Received: 23-02-10 Accepted: 09-03-10

Gastric cancer is the second most frequently occurring type of cancer in men, and the fourth in women in our country. It is the leading cause of cancer mortality according to the Instituto Nacional de Cancerología de Colombia (2005), which makes this type of work of primordial importance. Attempts at early diagnoses will always be crucial and important crucial in order to change the today’s reality in which 80% of these lesions are diagnosed in later stages.

In this issue of the magazine, Dr. Emura et al (7) presented the results of two massive campaigns in Bogotá which used endoscopy to screen for premalignant lesions and gastric cancer. 650 patients were evaluated using a standardized protocol for systematic endoscopy with the use of chromoscopy, electronic-optical narrow band imaging (Olympus) and indigo carmine supravital stain. Premalignant gastric lesions (atrophic gastritis, intestinal metaplasia and dysplasia) were found in 30% of the patients in the study. Two cases of early gastric cancer were found as well.

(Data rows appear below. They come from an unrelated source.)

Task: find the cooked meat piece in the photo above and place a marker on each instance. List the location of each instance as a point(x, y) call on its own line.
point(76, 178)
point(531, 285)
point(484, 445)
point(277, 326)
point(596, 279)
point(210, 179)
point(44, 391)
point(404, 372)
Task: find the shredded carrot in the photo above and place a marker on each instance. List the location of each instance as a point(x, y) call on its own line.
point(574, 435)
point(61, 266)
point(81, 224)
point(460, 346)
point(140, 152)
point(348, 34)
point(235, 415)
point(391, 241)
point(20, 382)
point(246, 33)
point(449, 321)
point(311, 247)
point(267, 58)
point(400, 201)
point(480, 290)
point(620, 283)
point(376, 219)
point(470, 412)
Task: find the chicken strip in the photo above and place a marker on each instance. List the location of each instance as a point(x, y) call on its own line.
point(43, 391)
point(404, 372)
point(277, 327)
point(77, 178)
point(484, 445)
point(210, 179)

The country with most experience in screening for gastric cancer is Japan, with the emergence in 2008 of guidelines for screening based on systematic review and evaluation of methods used over the past 40 years (1). The objective was to evaluate methods in light of available evidence and experience in recent years.

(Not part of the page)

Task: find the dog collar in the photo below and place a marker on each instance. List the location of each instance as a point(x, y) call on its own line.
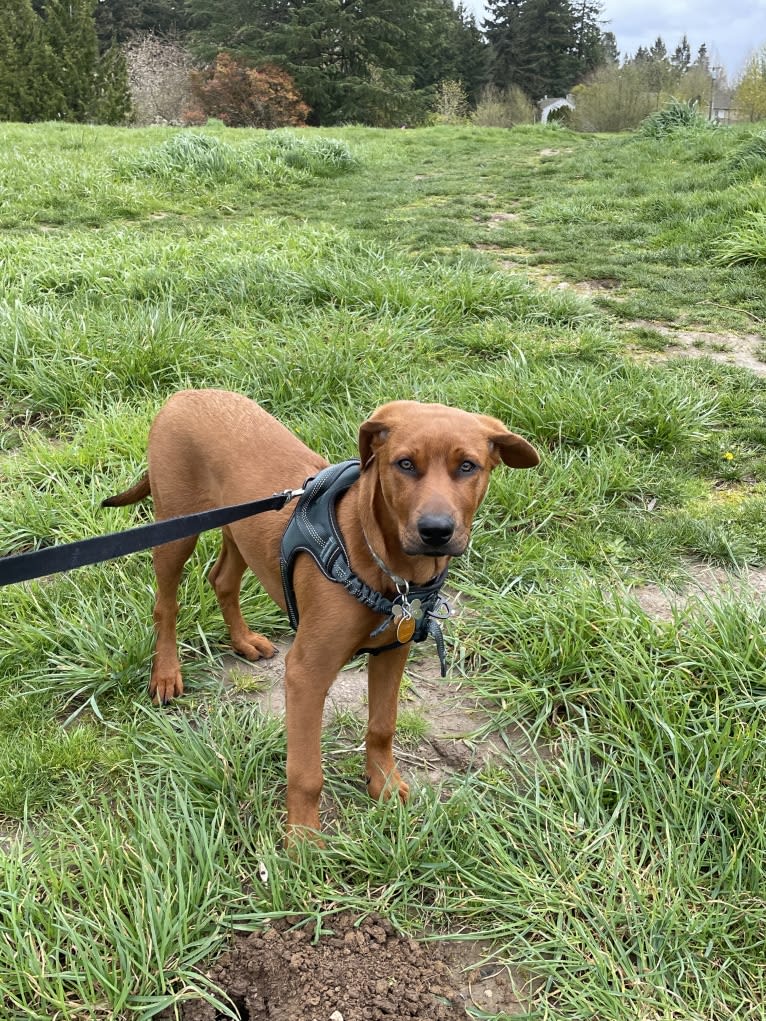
point(313, 529)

Around 1960, photofluorography to screen for gastric cancer started to be used in the prefecture of Miyagi. This practice was adopted as a public health strategy throughout the country. In 1983 a Health Service law was introduced for gastric cancer screening for all residents aged 40 and older. In 2004, 4.4 million people participated for a screening rate of 13% (2). Fluoroscopy is recommended based on results of case-control and cohort studies. Other methods used include endoscopy, serum pepsinogen and testing for antibodies to H. pylori. All used in the clinical setting as opportune methods of screening. These concepts were outlined by Tashiro in 2006 (5).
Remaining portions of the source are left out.